(BST是锻炼递归代码的好题目)
1. Binary Search Trees
def. BST
A binary tree where each node has a key:
for every node, the key is larger than all nodes in left subtree, smaller than all nodes in right subtree.
Fields: key, val, left, right
Implementation
An inner class of BST nodes:
private class Node{
private Key key;
private Value val;
private Node left, right;
public Node(Key k, Value v){...}
}
skeleton implementation of BST:
public class BST<Key implements Comparable<Key>, Value>{
private Node root;
private class Node{...}
public Value get(Key k){...}
public void put(Key k, Value v){}
public void delete(Key k){}
public Iterable<Key> iterator(){}
}
search
recursive version:
(或者把这个函数写到Node类里面也可以. )
private Value get(Node nd, Key k){
if(nd==null) return null; // search miss
int cmp = k.compareTo(nd.key);
if(cmp==0) return nd.val; // search hit
else if (cmp>0) return get(nd.right, k);
else return get(nd.left, k);
}
non-recursive version:
public Value get(Key k){
Node nd=root;
while(root!=null){
int cmp = k.compareTo(nd.key);
if (cmp==0) return nd.val;
else if(cmp>0) nd = nd.right;
else nd = nd.left;
}
return null;
}
insert
recursive version:
(注意这个recursive函数的返回值不是void! 这里是一个trick: 返回的是在分叉以前的那个节点)

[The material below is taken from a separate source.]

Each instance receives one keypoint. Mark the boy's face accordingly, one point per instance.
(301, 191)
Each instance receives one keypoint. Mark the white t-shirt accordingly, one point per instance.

private Node put(Node nd, Key k, Value v){
if(nd==null) return new Node(k, v);
int cmp = k.compareTo(nd.key);
if(cmp==0) nd.val = v;
else if(cmp>0) nd.right = put(nd.right, k, v);
else nd.left = put(nd.left, k, v);
return nd;
}
non-recursive version:
不如递归版本优美...
public void put(Key k, Value v){
Node nd = root;
while(true){
int cmp = k.compareTo(nd.key);
if(cmp==0) {
nd.val = v; break;
}
else if(cmp>0){
if(nd.right!=null) nd = nd.right;
else {nd.right = new Node(k,v); break;}
}
else if (nd.left!=null) {
if(nd.left!=null) nd = nd.left;
else {nd.left = new Node(k,v); break;}
}
}
}
Analysis
complexity: depth of the BST.
shape of BST: depends on how the keys come in (order of insertion).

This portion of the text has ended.